For me, I'd have to say Old School X-COM (UFO Defense, TFTD, X-COM Apocalypse to an extent). I love them in a way that I just do not enjoy NewCOM, but the interface was quite possibly based on the recovered works of a 13th century scribe, and is very difficult to get used to for an unfamiliar player.

  • Antoine_St_Hexubeary [none/use name]
    ·
    edit-2
    1 year ago

    The entire Commander Keen franchise.

    There's just something about the pre-Doom era of PC gaming that still appeals to me. Maybe it's the "golden age of sci-fi" aesthetic, which seemed to promptly vanish from PC games after Doom was released (but quietly came back in the PS2 era, thanks to Ratchet & Clank.)

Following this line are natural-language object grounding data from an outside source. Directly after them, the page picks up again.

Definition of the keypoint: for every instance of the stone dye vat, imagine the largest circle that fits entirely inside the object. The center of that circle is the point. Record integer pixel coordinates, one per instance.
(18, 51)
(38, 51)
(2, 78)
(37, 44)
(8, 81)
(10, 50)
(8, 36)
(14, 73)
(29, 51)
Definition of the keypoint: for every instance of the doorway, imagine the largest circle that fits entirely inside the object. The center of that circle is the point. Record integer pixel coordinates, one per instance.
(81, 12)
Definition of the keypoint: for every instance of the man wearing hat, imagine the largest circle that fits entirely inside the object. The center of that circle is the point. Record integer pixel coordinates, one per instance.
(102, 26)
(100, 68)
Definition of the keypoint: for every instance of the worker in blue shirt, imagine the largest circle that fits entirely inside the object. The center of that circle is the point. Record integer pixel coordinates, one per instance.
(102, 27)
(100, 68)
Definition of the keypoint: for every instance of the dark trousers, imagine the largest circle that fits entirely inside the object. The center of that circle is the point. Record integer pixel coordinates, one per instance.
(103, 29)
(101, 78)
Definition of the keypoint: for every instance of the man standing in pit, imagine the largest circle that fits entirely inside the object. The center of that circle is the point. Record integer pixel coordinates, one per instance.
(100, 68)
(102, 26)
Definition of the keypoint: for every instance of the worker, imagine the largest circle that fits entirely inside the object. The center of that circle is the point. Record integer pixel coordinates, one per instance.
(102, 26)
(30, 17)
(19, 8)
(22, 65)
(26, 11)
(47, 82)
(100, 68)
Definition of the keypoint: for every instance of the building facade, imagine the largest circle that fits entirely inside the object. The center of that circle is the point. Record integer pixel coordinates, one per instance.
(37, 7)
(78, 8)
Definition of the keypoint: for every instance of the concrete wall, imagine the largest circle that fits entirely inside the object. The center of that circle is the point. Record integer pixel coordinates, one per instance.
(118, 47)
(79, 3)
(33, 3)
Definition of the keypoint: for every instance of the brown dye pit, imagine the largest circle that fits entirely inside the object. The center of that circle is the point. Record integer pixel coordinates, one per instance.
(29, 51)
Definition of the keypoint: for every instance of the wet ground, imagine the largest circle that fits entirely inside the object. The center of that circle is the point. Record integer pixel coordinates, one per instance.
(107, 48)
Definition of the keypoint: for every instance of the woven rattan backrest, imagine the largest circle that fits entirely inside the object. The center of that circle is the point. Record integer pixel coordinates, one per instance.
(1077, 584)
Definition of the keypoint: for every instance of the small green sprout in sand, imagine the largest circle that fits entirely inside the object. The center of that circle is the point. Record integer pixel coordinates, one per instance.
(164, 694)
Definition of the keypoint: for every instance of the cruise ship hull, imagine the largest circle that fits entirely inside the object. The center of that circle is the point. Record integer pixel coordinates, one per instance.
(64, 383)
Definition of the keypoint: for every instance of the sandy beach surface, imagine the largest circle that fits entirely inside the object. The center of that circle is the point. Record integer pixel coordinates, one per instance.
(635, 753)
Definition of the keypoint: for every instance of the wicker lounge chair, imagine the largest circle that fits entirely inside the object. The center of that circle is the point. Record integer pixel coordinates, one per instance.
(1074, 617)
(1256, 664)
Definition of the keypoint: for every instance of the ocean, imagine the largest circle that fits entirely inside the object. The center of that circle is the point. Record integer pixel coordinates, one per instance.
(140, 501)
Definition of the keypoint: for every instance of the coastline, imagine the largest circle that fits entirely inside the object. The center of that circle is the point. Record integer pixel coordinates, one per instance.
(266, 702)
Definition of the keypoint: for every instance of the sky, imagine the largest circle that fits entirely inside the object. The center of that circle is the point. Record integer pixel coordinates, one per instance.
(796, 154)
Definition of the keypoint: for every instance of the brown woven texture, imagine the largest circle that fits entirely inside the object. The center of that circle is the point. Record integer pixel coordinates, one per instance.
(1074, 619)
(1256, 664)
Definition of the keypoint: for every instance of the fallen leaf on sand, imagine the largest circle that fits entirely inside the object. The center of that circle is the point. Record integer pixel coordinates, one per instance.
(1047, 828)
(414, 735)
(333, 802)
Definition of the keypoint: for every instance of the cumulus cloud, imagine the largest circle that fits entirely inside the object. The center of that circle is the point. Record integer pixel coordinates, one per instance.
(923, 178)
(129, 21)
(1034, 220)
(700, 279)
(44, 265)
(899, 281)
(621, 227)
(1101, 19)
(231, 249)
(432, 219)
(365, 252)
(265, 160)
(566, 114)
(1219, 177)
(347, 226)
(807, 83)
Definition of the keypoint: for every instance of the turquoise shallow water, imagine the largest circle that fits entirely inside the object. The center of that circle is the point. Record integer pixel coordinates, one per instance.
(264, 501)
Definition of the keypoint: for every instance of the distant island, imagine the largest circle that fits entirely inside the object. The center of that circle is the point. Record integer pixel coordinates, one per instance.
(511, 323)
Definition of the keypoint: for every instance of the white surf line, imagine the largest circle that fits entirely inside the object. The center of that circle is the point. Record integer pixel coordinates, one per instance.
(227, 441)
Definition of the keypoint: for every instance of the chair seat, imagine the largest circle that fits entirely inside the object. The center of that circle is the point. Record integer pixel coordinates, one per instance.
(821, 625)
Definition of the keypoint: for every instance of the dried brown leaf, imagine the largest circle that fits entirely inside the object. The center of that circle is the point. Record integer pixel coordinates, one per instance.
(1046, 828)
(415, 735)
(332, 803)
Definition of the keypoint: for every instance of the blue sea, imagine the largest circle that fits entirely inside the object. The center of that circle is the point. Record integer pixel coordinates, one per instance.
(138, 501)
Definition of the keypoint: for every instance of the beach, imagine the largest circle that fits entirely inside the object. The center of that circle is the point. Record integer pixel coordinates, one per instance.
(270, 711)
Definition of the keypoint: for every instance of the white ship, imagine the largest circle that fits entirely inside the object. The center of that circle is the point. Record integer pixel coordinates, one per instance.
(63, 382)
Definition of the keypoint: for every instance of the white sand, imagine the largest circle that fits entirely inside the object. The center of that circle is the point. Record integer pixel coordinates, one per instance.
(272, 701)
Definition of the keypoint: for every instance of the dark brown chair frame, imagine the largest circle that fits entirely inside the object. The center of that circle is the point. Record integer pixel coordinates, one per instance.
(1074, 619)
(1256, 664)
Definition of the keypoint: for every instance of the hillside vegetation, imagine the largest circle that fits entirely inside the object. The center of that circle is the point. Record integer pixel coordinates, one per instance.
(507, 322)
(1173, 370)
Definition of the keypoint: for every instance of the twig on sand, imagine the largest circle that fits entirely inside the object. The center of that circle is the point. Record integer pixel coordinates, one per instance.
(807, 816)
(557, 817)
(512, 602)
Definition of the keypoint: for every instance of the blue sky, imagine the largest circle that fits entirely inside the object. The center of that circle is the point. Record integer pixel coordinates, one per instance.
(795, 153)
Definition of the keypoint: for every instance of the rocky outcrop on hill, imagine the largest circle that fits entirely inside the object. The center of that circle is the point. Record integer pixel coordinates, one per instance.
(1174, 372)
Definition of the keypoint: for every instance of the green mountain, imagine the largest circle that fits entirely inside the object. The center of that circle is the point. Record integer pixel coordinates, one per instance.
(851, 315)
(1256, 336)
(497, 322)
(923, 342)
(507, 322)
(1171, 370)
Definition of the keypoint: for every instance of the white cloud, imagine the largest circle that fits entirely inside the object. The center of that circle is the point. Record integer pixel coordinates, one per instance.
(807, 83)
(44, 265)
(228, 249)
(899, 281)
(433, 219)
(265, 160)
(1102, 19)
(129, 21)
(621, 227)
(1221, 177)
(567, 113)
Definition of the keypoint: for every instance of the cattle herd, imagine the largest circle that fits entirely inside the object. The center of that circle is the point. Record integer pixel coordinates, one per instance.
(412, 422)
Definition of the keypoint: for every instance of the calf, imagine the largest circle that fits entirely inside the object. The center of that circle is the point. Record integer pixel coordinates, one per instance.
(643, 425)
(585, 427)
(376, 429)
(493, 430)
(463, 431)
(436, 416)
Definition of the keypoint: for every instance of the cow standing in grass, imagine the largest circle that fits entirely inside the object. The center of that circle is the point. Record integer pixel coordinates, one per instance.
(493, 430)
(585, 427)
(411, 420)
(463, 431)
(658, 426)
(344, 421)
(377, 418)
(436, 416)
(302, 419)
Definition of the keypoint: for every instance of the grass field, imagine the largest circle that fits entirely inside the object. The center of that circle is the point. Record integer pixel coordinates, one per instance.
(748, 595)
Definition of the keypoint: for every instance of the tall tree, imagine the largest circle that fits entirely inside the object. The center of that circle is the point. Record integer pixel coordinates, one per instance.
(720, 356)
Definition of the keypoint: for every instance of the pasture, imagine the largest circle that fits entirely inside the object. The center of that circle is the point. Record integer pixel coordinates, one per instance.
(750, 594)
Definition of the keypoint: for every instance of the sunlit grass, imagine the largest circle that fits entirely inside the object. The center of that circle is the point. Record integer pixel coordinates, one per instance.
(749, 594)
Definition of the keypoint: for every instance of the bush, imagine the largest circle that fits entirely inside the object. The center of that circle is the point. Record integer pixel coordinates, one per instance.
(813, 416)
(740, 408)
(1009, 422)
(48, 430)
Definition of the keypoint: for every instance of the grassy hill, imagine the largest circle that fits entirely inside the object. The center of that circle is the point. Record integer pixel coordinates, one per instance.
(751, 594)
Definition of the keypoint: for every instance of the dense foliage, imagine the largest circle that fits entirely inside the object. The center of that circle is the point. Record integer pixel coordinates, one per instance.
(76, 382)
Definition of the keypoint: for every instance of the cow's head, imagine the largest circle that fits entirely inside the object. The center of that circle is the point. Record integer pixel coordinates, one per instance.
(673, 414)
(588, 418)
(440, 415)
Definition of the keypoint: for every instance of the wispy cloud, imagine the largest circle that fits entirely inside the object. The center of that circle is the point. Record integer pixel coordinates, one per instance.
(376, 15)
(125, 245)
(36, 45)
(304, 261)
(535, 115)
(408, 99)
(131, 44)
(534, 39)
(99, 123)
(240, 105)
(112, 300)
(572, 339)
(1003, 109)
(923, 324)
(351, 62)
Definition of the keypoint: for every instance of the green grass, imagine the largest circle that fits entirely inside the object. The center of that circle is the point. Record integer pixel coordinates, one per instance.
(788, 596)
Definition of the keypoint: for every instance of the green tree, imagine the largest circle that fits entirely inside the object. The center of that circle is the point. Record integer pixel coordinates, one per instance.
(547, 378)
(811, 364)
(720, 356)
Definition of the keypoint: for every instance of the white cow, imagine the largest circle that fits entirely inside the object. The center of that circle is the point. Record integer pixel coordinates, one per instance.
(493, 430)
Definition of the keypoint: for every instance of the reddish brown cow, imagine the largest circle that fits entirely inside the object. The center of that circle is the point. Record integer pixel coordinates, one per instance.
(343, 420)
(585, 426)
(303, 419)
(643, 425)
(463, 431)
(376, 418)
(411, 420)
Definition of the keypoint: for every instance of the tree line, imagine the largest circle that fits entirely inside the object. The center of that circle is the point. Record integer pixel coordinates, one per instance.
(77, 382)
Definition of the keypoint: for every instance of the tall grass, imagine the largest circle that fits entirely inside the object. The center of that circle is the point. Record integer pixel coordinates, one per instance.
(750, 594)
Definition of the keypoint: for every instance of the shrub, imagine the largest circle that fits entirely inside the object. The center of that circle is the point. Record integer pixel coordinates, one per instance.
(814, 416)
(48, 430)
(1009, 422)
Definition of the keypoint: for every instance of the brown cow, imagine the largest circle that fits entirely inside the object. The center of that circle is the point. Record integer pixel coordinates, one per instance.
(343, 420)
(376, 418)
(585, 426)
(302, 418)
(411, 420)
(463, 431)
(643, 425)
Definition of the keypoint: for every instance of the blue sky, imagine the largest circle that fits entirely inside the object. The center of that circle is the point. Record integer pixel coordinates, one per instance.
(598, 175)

    Anyway, apart from the 'obvious' ways in which it hasn't aged well (graphics, sound, gameplay style, etc) some of the flavour text in one of the games contains an (almost jarringly nonpartisan) George H. W. Bush joke.

    It was, and still remains, a bit puzzling to me that Commander Keen episodes 4-6 and Doom had basically the same dev team (Carmack/Carmack/Romero/Hall/Prince). I have no idea what was going on behind the scenes during that period but from where I'm standing it represents a "David Bowie in the 70s" level of self-transformation.

    • huf [he/him]
      ·
      1 year ago

      for the others, perhaps. for carmack, he never gave a single damn about the actual games. he liked tweaking engines.

      with keen, his interest was the smooth scrolling he was able to squeeze out of shit hardware. the i bet the entire rest of the game occupied 1% of his attention or less.